To get some quantitative feel for how important this is, they focus on listed companies. These have the advantage of an extra source of information on future prospects, the stock price. There is a neat little information extraction problem they show solves nicely that allows them to use the observed productivity of firms and the stock prices to back out the degree of uncertainty firms have ex-ante. With this, they suggest that in the U.S. roughly 40% of variation in productivity firms is a surprise to firms. In India, about 80% of variation in productivity is a surprise. Because of the poorer information, Indian firms make bigger mistakes on average, and so there is more ex-post mis-allocation.

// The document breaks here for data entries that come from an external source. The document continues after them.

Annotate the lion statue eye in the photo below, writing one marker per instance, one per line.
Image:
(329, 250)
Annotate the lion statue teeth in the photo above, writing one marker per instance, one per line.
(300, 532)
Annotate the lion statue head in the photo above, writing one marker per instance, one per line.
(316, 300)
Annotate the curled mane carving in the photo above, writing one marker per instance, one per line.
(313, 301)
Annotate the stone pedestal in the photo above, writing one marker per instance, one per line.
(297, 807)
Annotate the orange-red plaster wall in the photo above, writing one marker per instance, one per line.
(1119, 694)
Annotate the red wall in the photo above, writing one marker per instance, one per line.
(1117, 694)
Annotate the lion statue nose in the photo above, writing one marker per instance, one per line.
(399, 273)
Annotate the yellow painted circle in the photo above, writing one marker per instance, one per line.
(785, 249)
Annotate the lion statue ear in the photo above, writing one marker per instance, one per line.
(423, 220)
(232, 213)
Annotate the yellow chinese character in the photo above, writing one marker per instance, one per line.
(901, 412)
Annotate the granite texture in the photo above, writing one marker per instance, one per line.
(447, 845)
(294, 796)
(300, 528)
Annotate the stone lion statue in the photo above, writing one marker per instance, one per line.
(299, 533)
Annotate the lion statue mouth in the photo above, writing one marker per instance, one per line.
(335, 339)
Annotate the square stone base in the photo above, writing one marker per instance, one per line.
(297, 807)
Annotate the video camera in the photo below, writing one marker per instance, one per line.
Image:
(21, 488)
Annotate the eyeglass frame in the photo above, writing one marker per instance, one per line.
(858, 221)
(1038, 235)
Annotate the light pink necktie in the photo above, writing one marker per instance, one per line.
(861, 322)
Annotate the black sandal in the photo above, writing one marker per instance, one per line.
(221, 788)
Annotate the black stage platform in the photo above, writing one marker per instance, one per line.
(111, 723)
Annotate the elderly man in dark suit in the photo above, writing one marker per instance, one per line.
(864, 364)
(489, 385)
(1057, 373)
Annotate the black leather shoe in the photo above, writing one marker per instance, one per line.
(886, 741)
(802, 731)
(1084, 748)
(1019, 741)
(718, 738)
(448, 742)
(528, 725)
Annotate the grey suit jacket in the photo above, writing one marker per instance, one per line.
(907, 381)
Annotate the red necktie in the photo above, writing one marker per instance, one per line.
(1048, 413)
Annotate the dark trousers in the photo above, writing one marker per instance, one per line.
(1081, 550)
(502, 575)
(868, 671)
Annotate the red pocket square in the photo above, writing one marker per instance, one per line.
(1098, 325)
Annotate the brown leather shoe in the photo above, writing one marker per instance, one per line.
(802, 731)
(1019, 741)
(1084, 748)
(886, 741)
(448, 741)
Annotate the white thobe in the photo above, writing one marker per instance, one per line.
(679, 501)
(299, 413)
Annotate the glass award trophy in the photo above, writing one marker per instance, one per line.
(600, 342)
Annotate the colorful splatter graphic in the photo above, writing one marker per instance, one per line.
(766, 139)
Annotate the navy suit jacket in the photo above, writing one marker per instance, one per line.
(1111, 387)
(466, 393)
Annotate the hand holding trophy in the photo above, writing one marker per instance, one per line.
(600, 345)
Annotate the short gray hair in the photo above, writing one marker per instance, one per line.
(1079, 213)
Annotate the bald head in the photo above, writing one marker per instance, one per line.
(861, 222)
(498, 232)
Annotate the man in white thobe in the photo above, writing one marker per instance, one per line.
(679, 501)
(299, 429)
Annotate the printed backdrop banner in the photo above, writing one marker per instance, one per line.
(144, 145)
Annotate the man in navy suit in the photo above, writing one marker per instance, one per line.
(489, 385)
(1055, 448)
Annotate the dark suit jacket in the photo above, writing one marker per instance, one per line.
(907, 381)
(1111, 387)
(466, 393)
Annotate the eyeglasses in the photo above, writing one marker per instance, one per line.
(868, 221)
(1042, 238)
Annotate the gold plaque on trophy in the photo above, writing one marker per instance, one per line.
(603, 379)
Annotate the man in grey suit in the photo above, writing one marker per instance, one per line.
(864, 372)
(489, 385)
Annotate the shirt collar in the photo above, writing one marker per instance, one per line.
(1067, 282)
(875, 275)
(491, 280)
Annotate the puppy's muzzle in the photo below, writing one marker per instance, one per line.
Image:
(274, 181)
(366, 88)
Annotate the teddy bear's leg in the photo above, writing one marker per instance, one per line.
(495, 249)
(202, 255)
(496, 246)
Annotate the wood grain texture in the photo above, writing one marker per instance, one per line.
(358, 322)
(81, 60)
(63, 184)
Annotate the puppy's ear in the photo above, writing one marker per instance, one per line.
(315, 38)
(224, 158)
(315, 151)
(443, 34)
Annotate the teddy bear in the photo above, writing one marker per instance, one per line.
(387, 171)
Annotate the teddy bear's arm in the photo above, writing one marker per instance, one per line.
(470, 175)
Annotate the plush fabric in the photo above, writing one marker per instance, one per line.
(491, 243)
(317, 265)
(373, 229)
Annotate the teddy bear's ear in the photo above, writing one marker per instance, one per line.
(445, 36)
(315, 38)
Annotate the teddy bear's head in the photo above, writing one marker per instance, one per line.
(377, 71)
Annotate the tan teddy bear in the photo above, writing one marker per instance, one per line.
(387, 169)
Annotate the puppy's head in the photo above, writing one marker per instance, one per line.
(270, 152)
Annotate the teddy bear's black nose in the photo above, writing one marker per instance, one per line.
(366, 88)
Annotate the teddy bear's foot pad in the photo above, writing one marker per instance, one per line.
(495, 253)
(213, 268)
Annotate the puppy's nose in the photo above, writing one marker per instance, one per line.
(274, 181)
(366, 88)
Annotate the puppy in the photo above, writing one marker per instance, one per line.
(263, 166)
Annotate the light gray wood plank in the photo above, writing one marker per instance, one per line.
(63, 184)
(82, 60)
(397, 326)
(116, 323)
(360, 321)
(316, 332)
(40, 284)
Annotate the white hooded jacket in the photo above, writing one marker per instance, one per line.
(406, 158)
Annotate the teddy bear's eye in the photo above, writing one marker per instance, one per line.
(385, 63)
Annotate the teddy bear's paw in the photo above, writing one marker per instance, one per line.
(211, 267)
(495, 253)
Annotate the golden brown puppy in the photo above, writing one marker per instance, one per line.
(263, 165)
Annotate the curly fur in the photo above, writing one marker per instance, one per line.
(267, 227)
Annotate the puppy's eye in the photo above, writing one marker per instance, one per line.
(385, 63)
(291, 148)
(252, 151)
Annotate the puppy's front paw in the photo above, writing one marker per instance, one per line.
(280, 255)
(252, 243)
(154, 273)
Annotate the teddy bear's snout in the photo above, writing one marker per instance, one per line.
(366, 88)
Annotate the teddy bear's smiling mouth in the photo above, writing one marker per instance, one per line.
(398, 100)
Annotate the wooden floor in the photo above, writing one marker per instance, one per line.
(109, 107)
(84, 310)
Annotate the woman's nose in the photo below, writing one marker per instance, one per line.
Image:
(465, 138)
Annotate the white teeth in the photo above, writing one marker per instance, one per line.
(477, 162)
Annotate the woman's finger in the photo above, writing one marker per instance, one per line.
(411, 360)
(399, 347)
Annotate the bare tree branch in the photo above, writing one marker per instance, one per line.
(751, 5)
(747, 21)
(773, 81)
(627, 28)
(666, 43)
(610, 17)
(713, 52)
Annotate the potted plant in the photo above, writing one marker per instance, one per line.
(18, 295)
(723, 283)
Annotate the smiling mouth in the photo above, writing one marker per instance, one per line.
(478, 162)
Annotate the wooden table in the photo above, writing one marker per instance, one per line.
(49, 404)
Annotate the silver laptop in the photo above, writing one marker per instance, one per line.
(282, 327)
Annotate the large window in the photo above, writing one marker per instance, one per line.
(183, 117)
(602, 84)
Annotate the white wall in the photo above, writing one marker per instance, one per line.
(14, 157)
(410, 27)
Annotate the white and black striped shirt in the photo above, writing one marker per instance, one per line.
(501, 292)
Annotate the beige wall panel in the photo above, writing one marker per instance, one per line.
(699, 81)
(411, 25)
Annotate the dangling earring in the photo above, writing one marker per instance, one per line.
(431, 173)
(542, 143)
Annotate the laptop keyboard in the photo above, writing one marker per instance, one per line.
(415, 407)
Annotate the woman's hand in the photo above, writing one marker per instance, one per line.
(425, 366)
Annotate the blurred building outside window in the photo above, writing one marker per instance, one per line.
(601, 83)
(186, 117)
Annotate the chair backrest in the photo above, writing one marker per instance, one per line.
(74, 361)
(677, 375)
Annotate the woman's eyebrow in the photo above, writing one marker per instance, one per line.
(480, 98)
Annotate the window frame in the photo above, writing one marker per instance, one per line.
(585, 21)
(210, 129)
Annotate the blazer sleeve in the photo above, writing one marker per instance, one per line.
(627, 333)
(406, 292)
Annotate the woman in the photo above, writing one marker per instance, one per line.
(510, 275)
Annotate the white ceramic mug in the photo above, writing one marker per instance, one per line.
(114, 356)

It’s a clever explanation for mis-allocation, and is one of those stories that in some sense has to be true to some extent. There is no way firms have perfect information on future productivity (or demand, which is essentially the same thing in these models). The question is how big of an effect it is, and they suggest it’s pretty sizable.

One question that came up in my head afterwards was whether the degree of uncertainty is related to the level of returns. That is, Indian firms have a lot of uncertainty (risk) in their productivity draws, apparently. Is that high risk associated with higher rewards? If it is, then we can’t really say that this is mis-allocation, per se. Firms are making optimal decisions ex-ante, and there happens to be a willingness to tolerate risk in the economy. If, on the other hand, high risk is associated with low rewards, then there really is a mis-allocation in the sense that they are making uninformed decisions.